The Future of Bankruptcy Law
The past several years have seen concerted efforts to reform the bankruptcy laws to address many of the above concerns. The anomaly of skyrocketing consumer bankruptcy filings during an era of economic prosperity has spurred widespread support for efforts to reform the consumer bankruptcy system. A few such reforms would include requiring high-income debtors who can repay a substantial portion of their debts to do so by entering a Chapter 13 repayment plan rather than filing for Chapter 7 bankruptcy, limiting repeat filings, and limiting some property exemptions. The proposed bankruptcy reform legislation would also attempt to streamline and reduce the cost and delay of corporate Chapter 11 bankruptcy proceedings, especially as they apply to small business bankruptcies.

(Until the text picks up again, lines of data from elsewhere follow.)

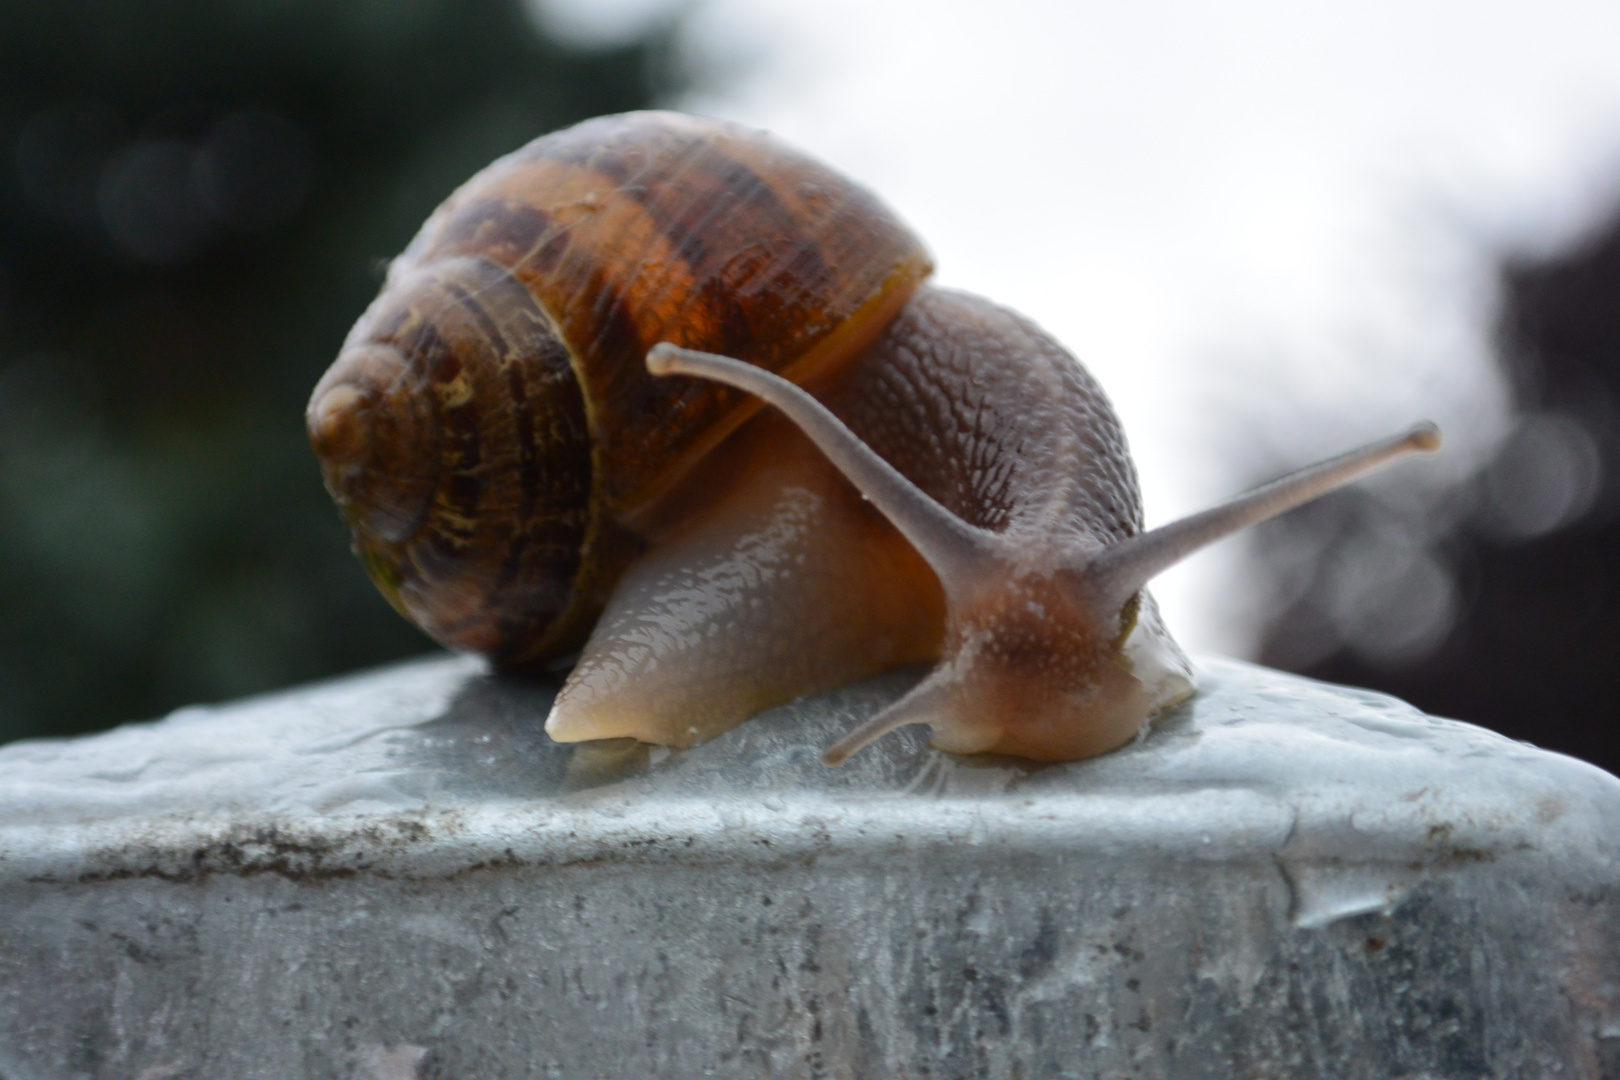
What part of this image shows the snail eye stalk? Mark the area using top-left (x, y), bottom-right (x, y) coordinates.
top-left (647, 343), bottom-right (999, 590)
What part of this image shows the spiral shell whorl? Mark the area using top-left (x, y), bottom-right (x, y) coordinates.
top-left (308, 342), bottom-right (438, 547)
top-left (313, 256), bottom-right (593, 661)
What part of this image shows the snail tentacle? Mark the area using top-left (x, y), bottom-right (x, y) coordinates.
top-left (647, 343), bottom-right (1001, 592)
top-left (820, 667), bottom-right (956, 767)
top-left (1083, 422), bottom-right (1442, 613)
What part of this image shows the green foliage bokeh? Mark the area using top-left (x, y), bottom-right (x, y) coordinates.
top-left (0, 0), bottom-right (678, 743)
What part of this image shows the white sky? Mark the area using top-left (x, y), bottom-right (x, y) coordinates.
top-left (532, 0), bottom-right (1620, 654)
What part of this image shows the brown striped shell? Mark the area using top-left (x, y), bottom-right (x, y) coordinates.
top-left (307, 112), bottom-right (932, 665)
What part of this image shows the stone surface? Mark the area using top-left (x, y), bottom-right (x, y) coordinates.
top-left (0, 655), bottom-right (1617, 1079)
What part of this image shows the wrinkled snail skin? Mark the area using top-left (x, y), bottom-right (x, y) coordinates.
top-left (308, 110), bottom-right (1441, 765)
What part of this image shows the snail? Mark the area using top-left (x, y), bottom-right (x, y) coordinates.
top-left (307, 111), bottom-right (1439, 765)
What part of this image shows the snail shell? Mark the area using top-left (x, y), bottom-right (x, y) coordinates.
top-left (309, 111), bottom-right (1438, 763)
top-left (309, 112), bottom-right (928, 663)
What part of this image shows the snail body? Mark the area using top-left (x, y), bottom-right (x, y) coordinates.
top-left (309, 111), bottom-right (1438, 764)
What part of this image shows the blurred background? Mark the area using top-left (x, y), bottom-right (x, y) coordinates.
top-left (2, 0), bottom-right (1618, 775)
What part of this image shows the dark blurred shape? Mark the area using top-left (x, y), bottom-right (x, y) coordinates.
top-left (99, 137), bottom-right (213, 262)
top-left (0, 0), bottom-right (679, 743)
top-left (14, 102), bottom-right (128, 231)
top-left (1256, 199), bottom-right (1620, 776)
top-left (196, 112), bottom-right (314, 233)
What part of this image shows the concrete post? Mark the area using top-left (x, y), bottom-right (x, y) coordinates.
top-left (1, 656), bottom-right (1617, 1078)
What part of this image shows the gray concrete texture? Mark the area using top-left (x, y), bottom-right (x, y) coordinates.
top-left (0, 655), bottom-right (1617, 1079)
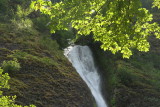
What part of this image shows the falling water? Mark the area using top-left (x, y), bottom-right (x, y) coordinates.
top-left (64, 45), bottom-right (107, 107)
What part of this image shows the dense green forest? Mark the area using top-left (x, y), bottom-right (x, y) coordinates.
top-left (0, 0), bottom-right (160, 107)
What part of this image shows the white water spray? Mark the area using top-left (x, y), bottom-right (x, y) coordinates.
top-left (64, 45), bottom-right (107, 107)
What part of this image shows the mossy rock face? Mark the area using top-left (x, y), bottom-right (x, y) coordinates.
top-left (0, 48), bottom-right (13, 63)
top-left (111, 60), bottom-right (160, 107)
top-left (91, 43), bottom-right (160, 107)
top-left (0, 24), bottom-right (94, 107)
top-left (6, 58), bottom-right (94, 107)
top-left (113, 61), bottom-right (160, 107)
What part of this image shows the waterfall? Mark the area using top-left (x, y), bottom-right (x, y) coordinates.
top-left (64, 45), bottom-right (107, 107)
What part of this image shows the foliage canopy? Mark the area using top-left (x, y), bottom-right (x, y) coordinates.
top-left (31, 0), bottom-right (160, 58)
top-left (153, 0), bottom-right (160, 9)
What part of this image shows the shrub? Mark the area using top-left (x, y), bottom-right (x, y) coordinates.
top-left (0, 68), bottom-right (10, 90)
top-left (32, 15), bottom-right (50, 32)
top-left (11, 18), bottom-right (33, 30)
top-left (1, 58), bottom-right (21, 73)
top-left (51, 30), bottom-right (74, 48)
top-left (10, 5), bottom-right (36, 35)
top-left (117, 68), bottom-right (133, 86)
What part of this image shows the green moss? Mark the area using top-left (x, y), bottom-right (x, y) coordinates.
top-left (10, 78), bottom-right (28, 89)
top-left (8, 50), bottom-right (59, 66)
top-left (0, 48), bottom-right (13, 63)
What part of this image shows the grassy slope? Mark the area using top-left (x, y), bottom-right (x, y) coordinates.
top-left (0, 22), bottom-right (94, 107)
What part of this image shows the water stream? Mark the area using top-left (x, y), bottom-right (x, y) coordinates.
top-left (64, 45), bottom-right (107, 107)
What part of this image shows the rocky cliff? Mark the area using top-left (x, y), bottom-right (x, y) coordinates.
top-left (0, 23), bottom-right (94, 107)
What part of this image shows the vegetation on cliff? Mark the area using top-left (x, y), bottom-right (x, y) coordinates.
top-left (0, 67), bottom-right (36, 107)
top-left (0, 0), bottom-right (160, 107)
top-left (92, 44), bottom-right (160, 107)
top-left (0, 0), bottom-right (94, 106)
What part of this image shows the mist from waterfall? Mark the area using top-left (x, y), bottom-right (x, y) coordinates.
top-left (64, 45), bottom-right (107, 107)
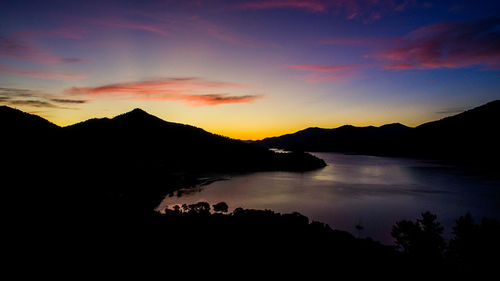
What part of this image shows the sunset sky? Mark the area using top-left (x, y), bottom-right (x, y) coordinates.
top-left (1, 0), bottom-right (499, 139)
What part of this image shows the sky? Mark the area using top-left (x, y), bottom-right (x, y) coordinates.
top-left (1, 0), bottom-right (499, 139)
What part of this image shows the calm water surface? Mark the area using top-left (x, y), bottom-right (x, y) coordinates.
top-left (158, 152), bottom-right (500, 244)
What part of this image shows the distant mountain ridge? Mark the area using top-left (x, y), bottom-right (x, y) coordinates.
top-left (255, 100), bottom-right (500, 167)
top-left (257, 122), bottom-right (412, 154)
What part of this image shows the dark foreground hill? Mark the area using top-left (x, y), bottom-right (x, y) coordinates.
top-left (256, 100), bottom-right (500, 168)
top-left (405, 100), bottom-right (500, 165)
top-left (0, 106), bottom-right (325, 215)
top-left (1, 106), bottom-right (325, 173)
top-left (15, 200), bottom-right (499, 278)
top-left (3, 105), bottom-right (499, 277)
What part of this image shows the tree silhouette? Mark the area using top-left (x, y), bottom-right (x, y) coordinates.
top-left (447, 213), bottom-right (500, 272)
top-left (172, 205), bottom-right (181, 213)
top-left (391, 212), bottom-right (444, 263)
top-left (188, 202), bottom-right (211, 215)
top-left (355, 224), bottom-right (364, 238)
top-left (213, 202), bottom-right (229, 213)
top-left (417, 211), bottom-right (445, 261)
top-left (391, 219), bottom-right (420, 254)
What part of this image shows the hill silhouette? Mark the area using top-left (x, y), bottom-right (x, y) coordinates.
top-left (405, 100), bottom-right (500, 166)
top-left (3, 105), bottom-right (499, 277)
top-left (257, 122), bottom-right (412, 154)
top-left (0, 105), bottom-right (59, 132)
top-left (1, 106), bottom-right (325, 216)
top-left (256, 100), bottom-right (500, 168)
top-left (61, 107), bottom-right (325, 173)
top-left (1, 106), bottom-right (325, 173)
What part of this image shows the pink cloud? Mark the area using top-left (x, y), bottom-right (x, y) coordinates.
top-left (68, 11), bottom-right (171, 37)
top-left (13, 71), bottom-right (87, 81)
top-left (285, 63), bottom-right (364, 82)
top-left (319, 37), bottom-right (395, 46)
top-left (0, 63), bottom-right (87, 81)
top-left (44, 26), bottom-right (90, 40)
top-left (241, 1), bottom-right (328, 13)
top-left (304, 72), bottom-right (358, 82)
top-left (286, 64), bottom-right (363, 71)
top-left (93, 19), bottom-right (170, 37)
top-left (189, 16), bottom-right (272, 48)
top-left (134, 93), bottom-right (262, 106)
top-left (65, 78), bottom-right (261, 106)
top-left (320, 37), bottom-right (370, 45)
top-left (239, 0), bottom-right (419, 20)
top-left (373, 17), bottom-right (500, 70)
top-left (0, 33), bottom-right (87, 64)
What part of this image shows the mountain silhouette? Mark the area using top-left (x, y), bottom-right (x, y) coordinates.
top-left (256, 122), bottom-right (412, 154)
top-left (255, 100), bottom-right (500, 168)
top-left (0, 105), bottom-right (59, 132)
top-left (1, 106), bottom-right (326, 173)
top-left (1, 106), bottom-right (326, 215)
top-left (404, 100), bottom-right (500, 166)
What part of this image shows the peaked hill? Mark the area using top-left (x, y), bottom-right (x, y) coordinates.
top-left (1, 106), bottom-right (326, 215)
top-left (1, 106), bottom-right (326, 174)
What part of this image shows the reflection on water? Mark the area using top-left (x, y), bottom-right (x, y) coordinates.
top-left (158, 152), bottom-right (500, 244)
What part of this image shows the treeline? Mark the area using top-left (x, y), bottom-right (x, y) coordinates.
top-left (391, 211), bottom-right (500, 274)
top-left (146, 202), bottom-right (499, 277)
top-left (11, 198), bottom-right (499, 277)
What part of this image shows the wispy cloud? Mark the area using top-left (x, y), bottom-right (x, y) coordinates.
top-left (238, 0), bottom-right (421, 21)
top-left (319, 37), bottom-right (394, 46)
top-left (90, 18), bottom-right (170, 37)
top-left (65, 77), bottom-right (262, 106)
top-left (43, 26), bottom-right (90, 40)
top-left (285, 63), bottom-right (364, 82)
top-left (240, 1), bottom-right (328, 13)
top-left (286, 64), bottom-right (363, 71)
top-left (0, 87), bottom-right (87, 109)
top-left (9, 99), bottom-right (57, 108)
top-left (0, 33), bottom-right (87, 64)
top-left (153, 93), bottom-right (261, 106)
top-left (435, 107), bottom-right (468, 115)
top-left (303, 72), bottom-right (360, 82)
top-left (50, 98), bottom-right (88, 104)
top-left (0, 63), bottom-right (87, 81)
top-left (188, 16), bottom-right (273, 48)
top-left (373, 17), bottom-right (500, 70)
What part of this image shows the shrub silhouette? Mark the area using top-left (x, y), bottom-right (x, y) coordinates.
top-left (187, 202), bottom-right (211, 215)
top-left (212, 202), bottom-right (229, 213)
top-left (172, 205), bottom-right (181, 213)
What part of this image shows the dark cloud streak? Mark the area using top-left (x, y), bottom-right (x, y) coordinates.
top-left (0, 87), bottom-right (87, 109)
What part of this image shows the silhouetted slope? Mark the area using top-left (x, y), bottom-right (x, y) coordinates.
top-left (59, 107), bottom-right (325, 173)
top-left (256, 100), bottom-right (500, 167)
top-left (257, 122), bottom-right (412, 154)
top-left (0, 105), bottom-right (324, 173)
top-left (1, 106), bottom-right (325, 216)
top-left (0, 105), bottom-right (59, 133)
top-left (405, 100), bottom-right (500, 165)
top-left (0, 106), bottom-right (60, 167)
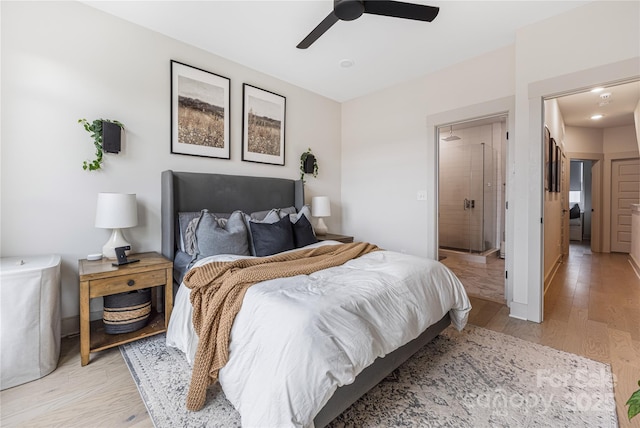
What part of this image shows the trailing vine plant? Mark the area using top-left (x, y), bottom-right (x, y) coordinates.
top-left (79, 118), bottom-right (124, 171)
top-left (300, 148), bottom-right (318, 182)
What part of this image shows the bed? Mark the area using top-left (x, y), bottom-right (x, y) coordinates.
top-left (161, 170), bottom-right (471, 427)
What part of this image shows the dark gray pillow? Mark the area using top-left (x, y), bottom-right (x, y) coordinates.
top-left (249, 215), bottom-right (295, 257)
top-left (193, 210), bottom-right (250, 258)
top-left (292, 214), bottom-right (317, 248)
top-left (244, 209), bottom-right (282, 256)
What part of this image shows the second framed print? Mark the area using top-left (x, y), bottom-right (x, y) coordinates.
top-left (242, 84), bottom-right (286, 165)
top-left (171, 60), bottom-right (230, 159)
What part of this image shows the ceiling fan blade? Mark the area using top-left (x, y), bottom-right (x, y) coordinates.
top-left (297, 12), bottom-right (339, 49)
top-left (363, 1), bottom-right (439, 22)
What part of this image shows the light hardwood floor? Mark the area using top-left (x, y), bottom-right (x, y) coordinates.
top-left (1, 244), bottom-right (638, 427)
top-left (441, 253), bottom-right (506, 304)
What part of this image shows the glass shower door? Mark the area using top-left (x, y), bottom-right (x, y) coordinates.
top-left (467, 144), bottom-right (484, 252)
top-left (439, 142), bottom-right (485, 253)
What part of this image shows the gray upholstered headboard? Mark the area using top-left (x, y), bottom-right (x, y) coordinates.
top-left (161, 170), bottom-right (304, 262)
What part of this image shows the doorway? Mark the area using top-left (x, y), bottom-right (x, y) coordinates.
top-left (437, 114), bottom-right (508, 303)
top-left (542, 79), bottom-right (640, 296)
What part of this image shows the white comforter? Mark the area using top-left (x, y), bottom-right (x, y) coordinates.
top-left (166, 241), bottom-right (471, 427)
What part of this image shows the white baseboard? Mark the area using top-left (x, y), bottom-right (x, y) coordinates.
top-left (61, 311), bottom-right (102, 338)
top-left (508, 301), bottom-right (528, 320)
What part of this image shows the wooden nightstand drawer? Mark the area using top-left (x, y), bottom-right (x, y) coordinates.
top-left (89, 269), bottom-right (167, 298)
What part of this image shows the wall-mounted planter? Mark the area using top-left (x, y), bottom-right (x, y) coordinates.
top-left (102, 121), bottom-right (122, 154)
top-left (303, 154), bottom-right (316, 173)
top-left (300, 148), bottom-right (318, 182)
top-left (79, 118), bottom-right (124, 171)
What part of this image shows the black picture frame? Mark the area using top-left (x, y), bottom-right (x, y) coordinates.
top-left (550, 138), bottom-right (558, 193)
top-left (555, 144), bottom-right (561, 192)
top-left (544, 126), bottom-right (551, 191)
top-left (242, 84), bottom-right (286, 165)
top-left (170, 60), bottom-right (230, 159)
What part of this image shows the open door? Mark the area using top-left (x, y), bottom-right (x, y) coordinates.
top-left (561, 151), bottom-right (570, 258)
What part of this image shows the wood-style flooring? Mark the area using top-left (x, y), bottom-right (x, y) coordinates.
top-left (1, 243), bottom-right (639, 427)
top-left (441, 252), bottom-right (506, 303)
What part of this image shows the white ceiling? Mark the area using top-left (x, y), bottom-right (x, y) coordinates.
top-left (555, 80), bottom-right (640, 129)
top-left (85, 0), bottom-right (592, 102)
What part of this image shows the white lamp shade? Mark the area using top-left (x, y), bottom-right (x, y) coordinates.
top-left (312, 196), bottom-right (331, 218)
top-left (95, 193), bottom-right (138, 229)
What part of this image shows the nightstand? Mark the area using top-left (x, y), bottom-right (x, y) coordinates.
top-left (316, 233), bottom-right (354, 243)
top-left (78, 252), bottom-right (173, 366)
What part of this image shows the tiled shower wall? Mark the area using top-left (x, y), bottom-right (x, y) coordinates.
top-left (439, 122), bottom-right (505, 252)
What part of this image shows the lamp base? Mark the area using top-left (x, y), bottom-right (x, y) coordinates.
top-left (315, 218), bottom-right (328, 235)
top-left (102, 228), bottom-right (132, 259)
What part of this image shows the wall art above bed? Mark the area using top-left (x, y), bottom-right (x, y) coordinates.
top-left (170, 60), bottom-right (230, 159)
top-left (242, 84), bottom-right (286, 166)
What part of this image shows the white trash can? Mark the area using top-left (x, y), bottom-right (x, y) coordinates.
top-left (1, 255), bottom-right (61, 390)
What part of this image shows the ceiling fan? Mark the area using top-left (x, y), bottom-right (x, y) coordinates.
top-left (297, 0), bottom-right (440, 49)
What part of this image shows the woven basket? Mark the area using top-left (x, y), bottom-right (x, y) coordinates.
top-left (103, 289), bottom-right (151, 334)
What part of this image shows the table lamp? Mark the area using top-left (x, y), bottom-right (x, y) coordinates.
top-left (311, 196), bottom-right (331, 235)
top-left (95, 193), bottom-right (138, 259)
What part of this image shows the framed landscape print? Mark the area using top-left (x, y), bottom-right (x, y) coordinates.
top-left (242, 84), bottom-right (286, 165)
top-left (171, 60), bottom-right (230, 159)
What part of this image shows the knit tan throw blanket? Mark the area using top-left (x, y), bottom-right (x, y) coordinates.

Comprehensive bankruptcy reform legislation has been proposed in every Congress since the late 1990s but, notwithstanding overwhelming bipartisan support in both houses, has not yet been enacted. One reason is that various politicians introduced extraneous but controversial political issues; another reason is that bankruptcy professionals oppose reforms that would reduce the number of bankruptcies filed and the expense of bankruptcy proceedings.
On the other hand, the increasing pressure of economic globalization and the increasing challenges of bankruptcies involving multinational corporations have created incentives for bankruptcy reform. As investment capital increasingly flows worldwide, globalization creates strong incentives for national economies to adopt efficient economic policies, including bankruptcy policies. The current American bankruptcy system rests on investors’ willingness to voluntarily continue to invest in American firms despite the danger that capital investment will be trapped in an expensive and inefficient reorganization regime if the firm fails. By contrast, some major economies, such as Germany and Japan, have introduced more flexibility into their bankruptcy systems. Although many commentators have advocated establishing a uniform transnational bankruptcy system by treaty, devising a scheme that would gain assent from member countries would be difficult. Also, such a regime would likely be subject to many of the same interest-group pressures that characterize the American regime. The competitive forces of globalization may generate, instead of a “top-down” global bankruptcy system, an efficient and spontaneous convergence of bankruptcy systems throughout the world.